Stencyl is a video game development tool that allows users to create 2D video games for computers, mobile devices, and the web. The software is available for free, with select publishing options available for purchase. The software was originally called "StencylWorks" while in development and for the initial release but was later shortened to just "Stencyl".

==Features==
Games created in Stencyl can be exported to the web via Adobe Flash Player or HTML5, and to personal computers as executable games, as well as onto various mobile devices as iOS and Android applications. Physics and collisions are managed by Box2D, which can be selectively or completely disabled to decrease any potential performance impact for games that don't require full physics simulation.
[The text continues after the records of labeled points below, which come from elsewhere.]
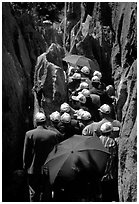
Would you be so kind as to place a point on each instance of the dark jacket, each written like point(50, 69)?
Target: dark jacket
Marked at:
point(37, 145)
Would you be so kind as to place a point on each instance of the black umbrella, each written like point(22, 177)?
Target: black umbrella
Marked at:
point(77, 152)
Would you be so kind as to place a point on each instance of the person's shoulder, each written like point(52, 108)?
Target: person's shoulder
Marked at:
point(30, 131)
point(116, 123)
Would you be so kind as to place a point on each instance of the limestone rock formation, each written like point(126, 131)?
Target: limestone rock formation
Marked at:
point(35, 41)
point(16, 94)
point(112, 41)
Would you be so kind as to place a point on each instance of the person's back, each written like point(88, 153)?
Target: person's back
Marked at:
point(42, 141)
point(94, 128)
point(109, 180)
point(37, 145)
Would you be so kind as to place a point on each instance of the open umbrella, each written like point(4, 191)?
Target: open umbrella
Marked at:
point(81, 61)
point(75, 154)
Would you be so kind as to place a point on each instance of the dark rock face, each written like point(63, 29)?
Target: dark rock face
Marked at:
point(112, 40)
point(124, 67)
point(109, 39)
point(16, 95)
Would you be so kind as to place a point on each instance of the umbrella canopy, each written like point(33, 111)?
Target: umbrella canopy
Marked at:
point(74, 154)
point(81, 61)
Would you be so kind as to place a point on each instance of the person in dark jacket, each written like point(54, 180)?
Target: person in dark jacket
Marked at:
point(109, 180)
point(37, 145)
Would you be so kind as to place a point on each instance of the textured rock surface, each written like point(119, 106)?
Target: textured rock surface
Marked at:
point(111, 40)
point(16, 95)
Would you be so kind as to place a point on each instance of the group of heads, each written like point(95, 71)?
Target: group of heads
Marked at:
point(96, 78)
point(65, 114)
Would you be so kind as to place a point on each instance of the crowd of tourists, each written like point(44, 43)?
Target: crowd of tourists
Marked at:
point(89, 111)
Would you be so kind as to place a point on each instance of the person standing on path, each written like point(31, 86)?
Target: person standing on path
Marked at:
point(37, 145)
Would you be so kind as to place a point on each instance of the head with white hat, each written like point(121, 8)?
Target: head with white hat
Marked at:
point(76, 76)
point(40, 118)
point(55, 116)
point(85, 115)
point(81, 98)
point(105, 109)
point(95, 79)
point(83, 85)
point(65, 118)
point(98, 74)
point(85, 70)
point(106, 128)
point(110, 90)
point(86, 92)
point(65, 108)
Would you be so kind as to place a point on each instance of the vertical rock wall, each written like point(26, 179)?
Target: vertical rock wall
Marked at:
point(124, 66)
point(111, 39)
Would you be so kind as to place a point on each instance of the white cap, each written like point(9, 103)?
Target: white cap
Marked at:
point(55, 116)
point(40, 117)
point(98, 74)
point(81, 98)
point(105, 109)
point(65, 118)
point(65, 107)
point(85, 70)
point(76, 76)
point(95, 79)
point(85, 115)
point(106, 127)
point(84, 85)
point(86, 92)
point(110, 90)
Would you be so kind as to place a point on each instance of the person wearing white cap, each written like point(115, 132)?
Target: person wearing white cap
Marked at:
point(102, 85)
point(98, 74)
point(55, 123)
point(84, 118)
point(94, 128)
point(96, 86)
point(68, 126)
point(74, 84)
point(37, 145)
point(85, 70)
point(109, 180)
point(66, 108)
point(86, 76)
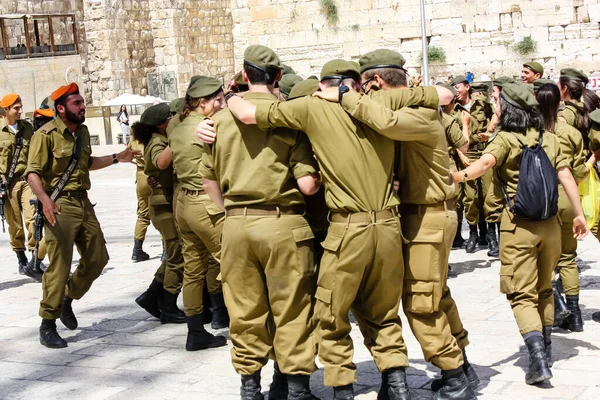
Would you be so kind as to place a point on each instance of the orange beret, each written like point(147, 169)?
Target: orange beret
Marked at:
point(64, 91)
point(9, 100)
point(46, 112)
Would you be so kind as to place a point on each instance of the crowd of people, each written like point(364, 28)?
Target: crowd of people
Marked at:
point(286, 204)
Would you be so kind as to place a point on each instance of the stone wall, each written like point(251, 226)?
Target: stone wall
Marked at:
point(476, 35)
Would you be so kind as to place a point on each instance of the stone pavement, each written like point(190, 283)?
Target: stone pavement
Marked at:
point(120, 352)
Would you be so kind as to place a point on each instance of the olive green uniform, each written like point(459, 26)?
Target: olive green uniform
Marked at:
point(199, 219)
point(268, 269)
point(143, 192)
point(528, 250)
point(170, 272)
point(571, 146)
point(428, 227)
point(19, 193)
point(50, 152)
point(363, 241)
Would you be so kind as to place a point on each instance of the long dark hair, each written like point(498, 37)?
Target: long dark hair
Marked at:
point(548, 97)
point(515, 119)
point(142, 132)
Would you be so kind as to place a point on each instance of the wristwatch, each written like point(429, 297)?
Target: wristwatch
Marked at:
point(343, 89)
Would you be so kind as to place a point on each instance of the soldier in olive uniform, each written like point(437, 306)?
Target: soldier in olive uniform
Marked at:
point(199, 219)
point(268, 267)
point(16, 132)
point(528, 251)
point(364, 239)
point(69, 214)
point(160, 300)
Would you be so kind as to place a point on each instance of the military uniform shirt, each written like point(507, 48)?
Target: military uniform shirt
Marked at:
point(507, 150)
point(50, 152)
point(8, 146)
point(153, 149)
point(187, 152)
point(255, 166)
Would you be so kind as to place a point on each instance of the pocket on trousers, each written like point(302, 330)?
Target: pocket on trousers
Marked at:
point(418, 297)
point(323, 308)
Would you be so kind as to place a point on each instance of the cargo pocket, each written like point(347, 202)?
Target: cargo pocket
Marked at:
point(323, 307)
point(418, 297)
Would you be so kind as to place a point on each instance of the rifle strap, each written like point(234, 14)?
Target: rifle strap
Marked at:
point(64, 177)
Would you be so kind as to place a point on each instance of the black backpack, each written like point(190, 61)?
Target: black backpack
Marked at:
point(537, 189)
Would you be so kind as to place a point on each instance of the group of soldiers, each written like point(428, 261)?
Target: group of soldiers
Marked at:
point(285, 204)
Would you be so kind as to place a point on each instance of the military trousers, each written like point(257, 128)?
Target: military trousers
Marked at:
point(567, 267)
point(170, 272)
point(75, 225)
point(17, 208)
point(528, 255)
point(428, 232)
point(143, 192)
point(269, 277)
point(200, 222)
point(362, 270)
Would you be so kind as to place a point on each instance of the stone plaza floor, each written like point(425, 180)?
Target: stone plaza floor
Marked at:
point(120, 352)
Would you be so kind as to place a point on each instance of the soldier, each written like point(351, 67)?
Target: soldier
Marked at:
point(475, 191)
point(199, 219)
point(15, 193)
point(531, 72)
point(528, 251)
point(364, 239)
point(160, 300)
point(58, 168)
point(268, 268)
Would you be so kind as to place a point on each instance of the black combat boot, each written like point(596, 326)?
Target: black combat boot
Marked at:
point(454, 386)
point(539, 371)
point(343, 392)
point(198, 338)
point(574, 322)
point(169, 312)
point(394, 385)
point(220, 317)
point(149, 299)
point(547, 332)
point(473, 238)
point(561, 311)
point(138, 252)
point(279, 387)
point(492, 239)
point(250, 389)
point(298, 388)
point(67, 316)
point(49, 337)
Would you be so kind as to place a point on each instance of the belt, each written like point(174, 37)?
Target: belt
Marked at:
point(363, 217)
point(76, 194)
point(264, 210)
point(193, 192)
point(422, 208)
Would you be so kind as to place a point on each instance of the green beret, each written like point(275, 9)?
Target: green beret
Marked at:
point(381, 58)
point(340, 68)
point(204, 86)
point(503, 80)
point(175, 105)
point(287, 82)
point(538, 83)
point(459, 79)
point(262, 57)
point(155, 115)
point(304, 88)
point(574, 73)
point(535, 67)
point(519, 96)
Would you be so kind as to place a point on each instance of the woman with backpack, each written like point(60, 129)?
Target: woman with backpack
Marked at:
point(529, 164)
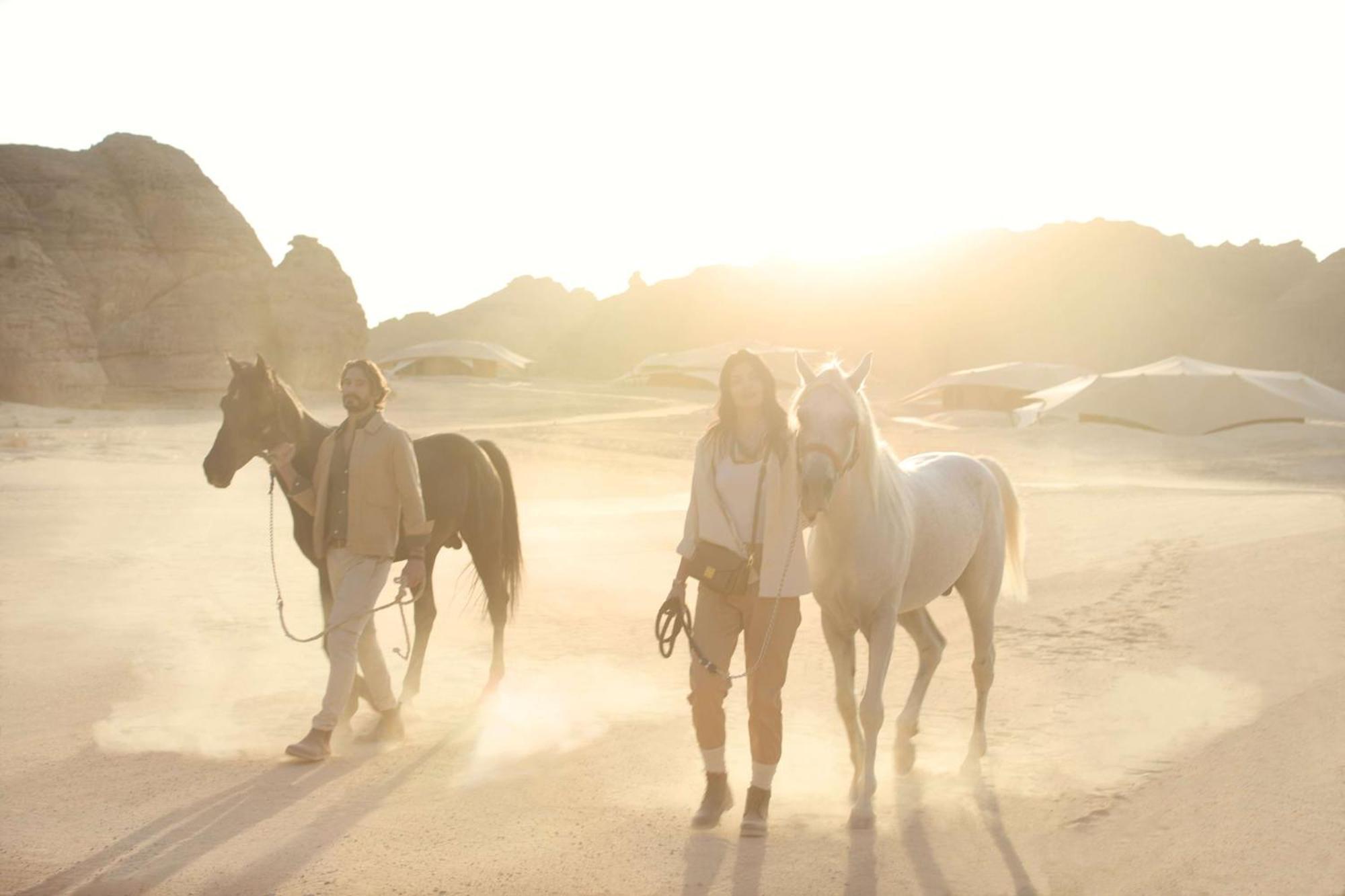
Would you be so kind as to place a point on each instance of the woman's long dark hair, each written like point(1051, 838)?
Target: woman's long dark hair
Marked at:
point(727, 413)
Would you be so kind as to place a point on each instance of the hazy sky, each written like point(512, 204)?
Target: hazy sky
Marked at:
point(442, 150)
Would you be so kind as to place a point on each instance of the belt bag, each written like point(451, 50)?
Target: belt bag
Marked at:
point(724, 569)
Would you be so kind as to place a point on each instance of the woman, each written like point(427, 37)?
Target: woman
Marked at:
point(746, 482)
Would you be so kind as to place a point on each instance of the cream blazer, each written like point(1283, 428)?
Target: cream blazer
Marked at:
point(781, 522)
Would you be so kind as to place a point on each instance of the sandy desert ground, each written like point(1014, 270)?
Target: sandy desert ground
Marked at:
point(1167, 715)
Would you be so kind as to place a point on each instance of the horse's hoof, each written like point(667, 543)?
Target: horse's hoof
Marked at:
point(906, 756)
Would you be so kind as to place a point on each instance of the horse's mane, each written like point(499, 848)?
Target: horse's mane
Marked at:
point(876, 460)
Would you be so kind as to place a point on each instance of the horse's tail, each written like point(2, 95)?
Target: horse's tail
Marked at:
point(512, 548)
point(1016, 534)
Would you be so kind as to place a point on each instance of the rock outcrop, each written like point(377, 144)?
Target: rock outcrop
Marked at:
point(124, 267)
point(527, 317)
point(317, 315)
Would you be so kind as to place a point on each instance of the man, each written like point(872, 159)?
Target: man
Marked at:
point(365, 483)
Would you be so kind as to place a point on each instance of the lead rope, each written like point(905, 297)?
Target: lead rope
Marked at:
point(400, 600)
point(675, 616)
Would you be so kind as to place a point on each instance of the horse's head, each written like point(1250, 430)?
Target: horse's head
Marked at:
point(832, 417)
point(254, 420)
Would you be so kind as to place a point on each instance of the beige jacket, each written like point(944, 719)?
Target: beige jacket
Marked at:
point(781, 524)
point(384, 491)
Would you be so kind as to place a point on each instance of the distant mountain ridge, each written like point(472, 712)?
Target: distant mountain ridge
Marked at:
point(1102, 295)
point(527, 317)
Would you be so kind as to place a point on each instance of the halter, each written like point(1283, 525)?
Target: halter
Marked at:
point(843, 466)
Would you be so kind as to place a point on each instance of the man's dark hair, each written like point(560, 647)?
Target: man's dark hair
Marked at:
point(375, 376)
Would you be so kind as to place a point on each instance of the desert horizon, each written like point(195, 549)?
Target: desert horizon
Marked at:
point(630, 448)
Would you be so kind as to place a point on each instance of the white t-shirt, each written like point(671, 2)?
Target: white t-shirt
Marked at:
point(738, 485)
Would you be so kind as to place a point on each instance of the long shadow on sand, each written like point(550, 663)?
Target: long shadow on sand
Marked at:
point(162, 848)
point(747, 866)
point(915, 840)
point(705, 853)
point(989, 805)
point(174, 840)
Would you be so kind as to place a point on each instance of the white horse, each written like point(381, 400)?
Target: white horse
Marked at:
point(888, 538)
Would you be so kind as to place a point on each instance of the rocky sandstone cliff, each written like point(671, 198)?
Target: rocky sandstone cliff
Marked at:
point(124, 267)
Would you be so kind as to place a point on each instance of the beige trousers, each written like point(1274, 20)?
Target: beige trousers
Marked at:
point(357, 580)
point(719, 622)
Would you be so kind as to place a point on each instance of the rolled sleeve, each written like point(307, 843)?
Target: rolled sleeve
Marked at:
point(692, 525)
point(691, 528)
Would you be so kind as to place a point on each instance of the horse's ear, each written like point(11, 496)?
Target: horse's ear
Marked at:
point(856, 378)
point(806, 374)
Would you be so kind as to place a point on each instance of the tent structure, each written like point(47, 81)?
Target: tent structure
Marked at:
point(995, 388)
point(454, 357)
point(1187, 397)
point(700, 368)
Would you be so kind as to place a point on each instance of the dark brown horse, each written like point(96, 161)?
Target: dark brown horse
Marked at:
point(467, 486)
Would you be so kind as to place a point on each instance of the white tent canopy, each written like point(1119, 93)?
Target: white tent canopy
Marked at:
point(701, 366)
point(457, 349)
point(1188, 397)
point(999, 384)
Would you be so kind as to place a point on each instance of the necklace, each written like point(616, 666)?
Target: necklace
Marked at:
point(742, 454)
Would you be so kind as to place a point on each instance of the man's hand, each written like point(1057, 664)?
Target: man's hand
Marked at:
point(414, 575)
point(282, 456)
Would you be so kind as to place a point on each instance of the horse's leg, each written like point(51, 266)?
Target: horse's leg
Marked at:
point(882, 635)
point(426, 612)
point(489, 560)
point(497, 603)
point(980, 589)
point(841, 642)
point(930, 645)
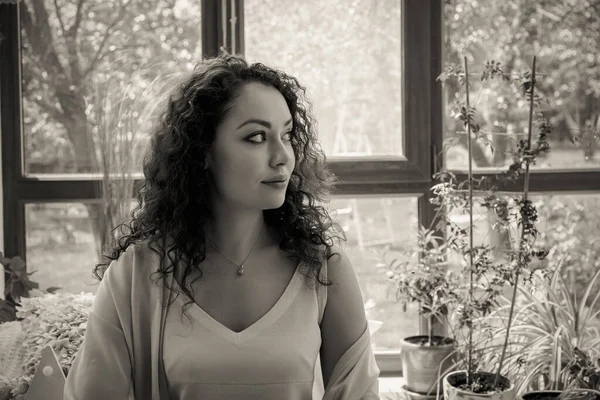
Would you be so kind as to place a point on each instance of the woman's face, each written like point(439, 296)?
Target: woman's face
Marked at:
point(253, 145)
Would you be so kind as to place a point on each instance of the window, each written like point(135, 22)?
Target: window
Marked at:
point(357, 104)
point(362, 61)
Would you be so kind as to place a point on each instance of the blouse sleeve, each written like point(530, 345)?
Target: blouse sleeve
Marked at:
point(102, 367)
point(356, 375)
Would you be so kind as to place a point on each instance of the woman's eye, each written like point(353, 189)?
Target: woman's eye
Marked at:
point(257, 134)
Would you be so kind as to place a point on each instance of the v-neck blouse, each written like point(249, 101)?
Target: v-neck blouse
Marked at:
point(277, 357)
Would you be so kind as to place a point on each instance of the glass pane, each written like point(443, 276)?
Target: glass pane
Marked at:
point(61, 246)
point(563, 37)
point(568, 225)
point(90, 90)
point(378, 229)
point(347, 54)
point(569, 228)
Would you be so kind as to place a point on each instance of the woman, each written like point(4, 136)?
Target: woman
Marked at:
point(227, 232)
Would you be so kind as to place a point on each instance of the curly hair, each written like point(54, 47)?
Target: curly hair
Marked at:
point(176, 185)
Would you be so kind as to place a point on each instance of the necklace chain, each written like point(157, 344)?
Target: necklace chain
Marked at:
point(240, 266)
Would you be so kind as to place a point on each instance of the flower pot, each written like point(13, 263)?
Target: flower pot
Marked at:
point(453, 380)
point(541, 395)
point(408, 395)
point(554, 394)
point(421, 362)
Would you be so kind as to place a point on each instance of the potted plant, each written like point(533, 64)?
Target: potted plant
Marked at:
point(553, 327)
point(17, 285)
point(427, 283)
point(486, 271)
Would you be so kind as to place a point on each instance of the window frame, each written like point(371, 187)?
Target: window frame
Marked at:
point(223, 27)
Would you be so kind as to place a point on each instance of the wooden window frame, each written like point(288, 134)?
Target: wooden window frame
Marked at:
point(223, 27)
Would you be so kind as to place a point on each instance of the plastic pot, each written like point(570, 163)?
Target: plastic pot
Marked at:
point(456, 378)
point(421, 363)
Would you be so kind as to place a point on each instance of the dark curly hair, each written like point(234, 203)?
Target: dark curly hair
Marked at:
point(175, 188)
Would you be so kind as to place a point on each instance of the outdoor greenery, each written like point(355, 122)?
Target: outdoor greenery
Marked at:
point(83, 59)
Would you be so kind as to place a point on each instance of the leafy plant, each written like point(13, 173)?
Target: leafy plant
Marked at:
point(552, 325)
point(425, 280)
point(486, 269)
point(16, 286)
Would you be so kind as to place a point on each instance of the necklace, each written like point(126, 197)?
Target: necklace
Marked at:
point(241, 267)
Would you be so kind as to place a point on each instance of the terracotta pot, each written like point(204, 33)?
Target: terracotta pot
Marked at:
point(553, 394)
point(421, 364)
point(454, 379)
point(541, 395)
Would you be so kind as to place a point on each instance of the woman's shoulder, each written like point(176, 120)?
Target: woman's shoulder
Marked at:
point(138, 259)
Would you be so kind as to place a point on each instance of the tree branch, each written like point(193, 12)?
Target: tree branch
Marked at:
point(40, 39)
point(78, 13)
point(99, 54)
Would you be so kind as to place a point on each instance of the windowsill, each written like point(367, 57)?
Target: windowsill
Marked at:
point(389, 388)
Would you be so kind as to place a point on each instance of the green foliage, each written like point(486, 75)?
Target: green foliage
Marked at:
point(486, 269)
point(553, 327)
point(16, 286)
point(424, 278)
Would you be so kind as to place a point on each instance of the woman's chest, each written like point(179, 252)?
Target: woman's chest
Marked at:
point(239, 301)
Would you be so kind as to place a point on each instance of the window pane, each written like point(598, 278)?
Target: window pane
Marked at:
point(93, 88)
point(347, 54)
point(564, 38)
point(61, 247)
point(570, 228)
point(568, 225)
point(377, 229)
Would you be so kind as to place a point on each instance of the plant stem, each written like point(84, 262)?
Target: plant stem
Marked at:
point(470, 157)
point(430, 330)
point(523, 224)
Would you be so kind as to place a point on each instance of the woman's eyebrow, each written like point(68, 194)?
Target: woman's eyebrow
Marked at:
point(262, 122)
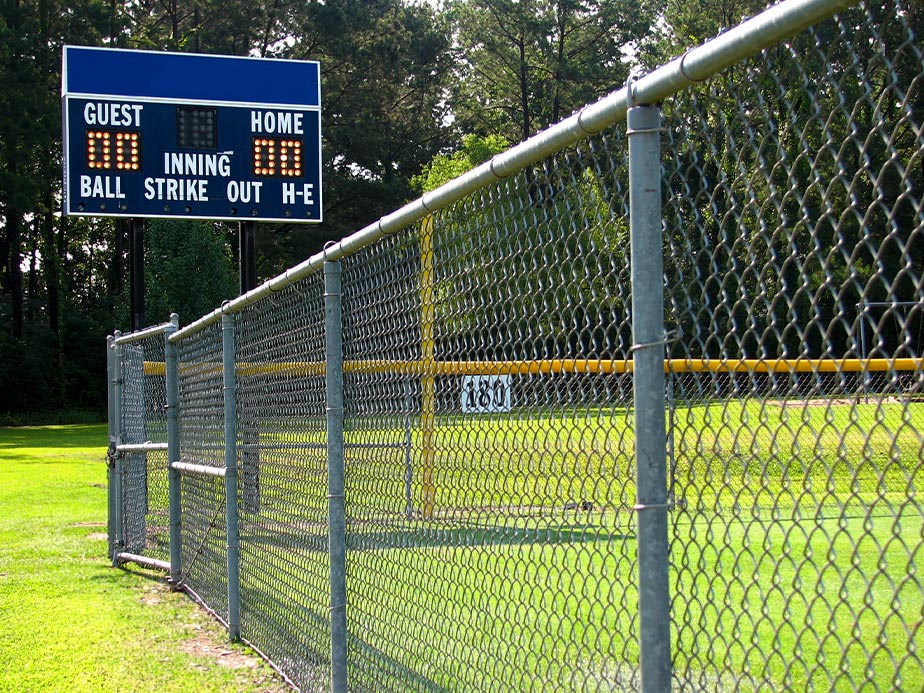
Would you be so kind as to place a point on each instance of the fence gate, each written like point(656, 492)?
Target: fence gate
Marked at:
point(138, 485)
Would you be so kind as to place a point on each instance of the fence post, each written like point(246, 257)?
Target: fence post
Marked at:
point(644, 134)
point(333, 330)
point(231, 509)
point(116, 479)
point(111, 452)
point(171, 369)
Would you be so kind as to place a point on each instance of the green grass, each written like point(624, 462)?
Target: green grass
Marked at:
point(794, 550)
point(68, 620)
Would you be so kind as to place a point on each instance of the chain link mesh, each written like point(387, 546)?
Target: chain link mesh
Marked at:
point(489, 432)
point(145, 525)
point(283, 481)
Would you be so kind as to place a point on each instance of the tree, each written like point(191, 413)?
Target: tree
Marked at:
point(523, 65)
point(188, 269)
point(384, 67)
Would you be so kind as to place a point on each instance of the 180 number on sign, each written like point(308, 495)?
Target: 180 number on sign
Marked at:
point(485, 394)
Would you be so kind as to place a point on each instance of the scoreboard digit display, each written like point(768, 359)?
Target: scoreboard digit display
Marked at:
point(150, 134)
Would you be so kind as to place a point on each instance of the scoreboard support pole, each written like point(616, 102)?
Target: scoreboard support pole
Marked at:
point(248, 256)
point(135, 227)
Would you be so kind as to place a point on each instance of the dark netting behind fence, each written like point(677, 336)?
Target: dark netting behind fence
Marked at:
point(282, 495)
point(145, 527)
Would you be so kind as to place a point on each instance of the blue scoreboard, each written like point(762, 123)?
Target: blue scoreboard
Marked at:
point(152, 134)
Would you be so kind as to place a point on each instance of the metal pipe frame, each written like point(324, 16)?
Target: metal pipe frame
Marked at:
point(125, 557)
point(172, 375)
point(116, 479)
point(151, 331)
point(696, 65)
point(141, 447)
point(231, 509)
point(201, 469)
point(647, 267)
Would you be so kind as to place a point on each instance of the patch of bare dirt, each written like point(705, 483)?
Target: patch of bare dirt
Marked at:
point(202, 646)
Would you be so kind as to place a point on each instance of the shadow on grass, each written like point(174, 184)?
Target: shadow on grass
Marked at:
point(72, 436)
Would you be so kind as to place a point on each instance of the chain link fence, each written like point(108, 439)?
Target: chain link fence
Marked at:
point(138, 447)
point(474, 378)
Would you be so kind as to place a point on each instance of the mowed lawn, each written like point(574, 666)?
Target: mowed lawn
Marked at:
point(70, 622)
point(794, 549)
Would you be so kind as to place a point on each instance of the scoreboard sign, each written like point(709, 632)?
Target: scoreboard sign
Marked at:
point(149, 134)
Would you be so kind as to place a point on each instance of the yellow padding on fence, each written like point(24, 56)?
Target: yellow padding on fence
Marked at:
point(554, 366)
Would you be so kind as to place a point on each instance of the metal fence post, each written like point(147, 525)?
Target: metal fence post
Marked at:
point(171, 369)
point(335, 476)
point(111, 452)
point(644, 134)
point(231, 509)
point(116, 479)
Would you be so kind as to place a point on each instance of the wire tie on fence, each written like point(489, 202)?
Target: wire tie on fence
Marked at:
point(327, 246)
point(669, 338)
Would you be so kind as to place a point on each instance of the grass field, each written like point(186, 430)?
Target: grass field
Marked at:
point(794, 550)
point(70, 622)
point(794, 542)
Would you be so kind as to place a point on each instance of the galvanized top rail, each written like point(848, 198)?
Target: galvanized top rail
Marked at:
point(151, 331)
point(696, 65)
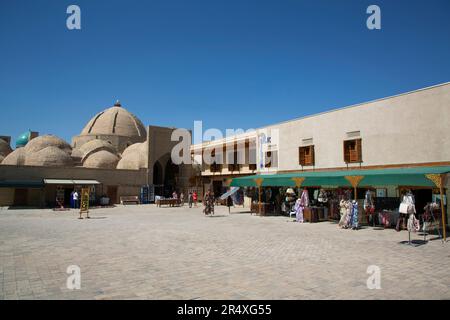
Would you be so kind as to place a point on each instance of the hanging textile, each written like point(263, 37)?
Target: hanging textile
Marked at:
point(354, 214)
point(303, 203)
point(345, 212)
point(322, 198)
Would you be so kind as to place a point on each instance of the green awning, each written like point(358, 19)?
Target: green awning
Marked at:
point(21, 184)
point(415, 176)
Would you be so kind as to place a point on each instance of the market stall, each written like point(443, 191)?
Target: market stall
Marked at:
point(427, 177)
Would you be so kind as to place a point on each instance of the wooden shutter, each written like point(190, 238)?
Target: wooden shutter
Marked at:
point(346, 152)
point(358, 150)
point(312, 152)
point(301, 156)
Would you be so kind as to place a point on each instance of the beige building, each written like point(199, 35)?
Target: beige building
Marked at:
point(115, 156)
point(406, 130)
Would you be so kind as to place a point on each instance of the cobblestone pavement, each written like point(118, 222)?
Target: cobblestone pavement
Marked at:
point(145, 252)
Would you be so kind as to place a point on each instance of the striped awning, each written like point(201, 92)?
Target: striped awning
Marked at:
point(413, 176)
point(70, 182)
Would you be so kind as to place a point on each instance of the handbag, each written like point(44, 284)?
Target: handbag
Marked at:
point(403, 208)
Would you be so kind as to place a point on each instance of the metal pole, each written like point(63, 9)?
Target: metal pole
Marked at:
point(441, 189)
point(259, 200)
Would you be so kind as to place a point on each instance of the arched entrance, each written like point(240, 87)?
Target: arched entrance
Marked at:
point(171, 174)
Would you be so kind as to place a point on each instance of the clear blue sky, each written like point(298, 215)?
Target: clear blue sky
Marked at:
point(231, 63)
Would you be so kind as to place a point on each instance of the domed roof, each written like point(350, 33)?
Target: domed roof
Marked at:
point(42, 142)
point(5, 148)
point(51, 156)
point(95, 145)
point(116, 121)
point(23, 139)
point(134, 157)
point(15, 158)
point(101, 159)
Starting in version 3.0, projects in Stencyl use the Haxe programming language and OpenFL game framework to allow a flexible, write once, run anywhere style of game creation.

===IDE===
Stencyl is an authoring tool and an IDE. The application includes several modules used to accomplish the necessary tasks to create games with the software.
- The Behavior Editor is used to create and edit code and game logic in modular pieces known as behaviors and events.
- The Tileset Editor is used to import and edit tilesets, including their collision shapes, appearance, and animations.
- The Actor Editor is used to create and edit game entities (Actors) and their settings, including behaviors, physics, and animations.
- The Scene Designer is used to create and edit levels and game states (Scenes) by using actors, tilesets, and behaviors.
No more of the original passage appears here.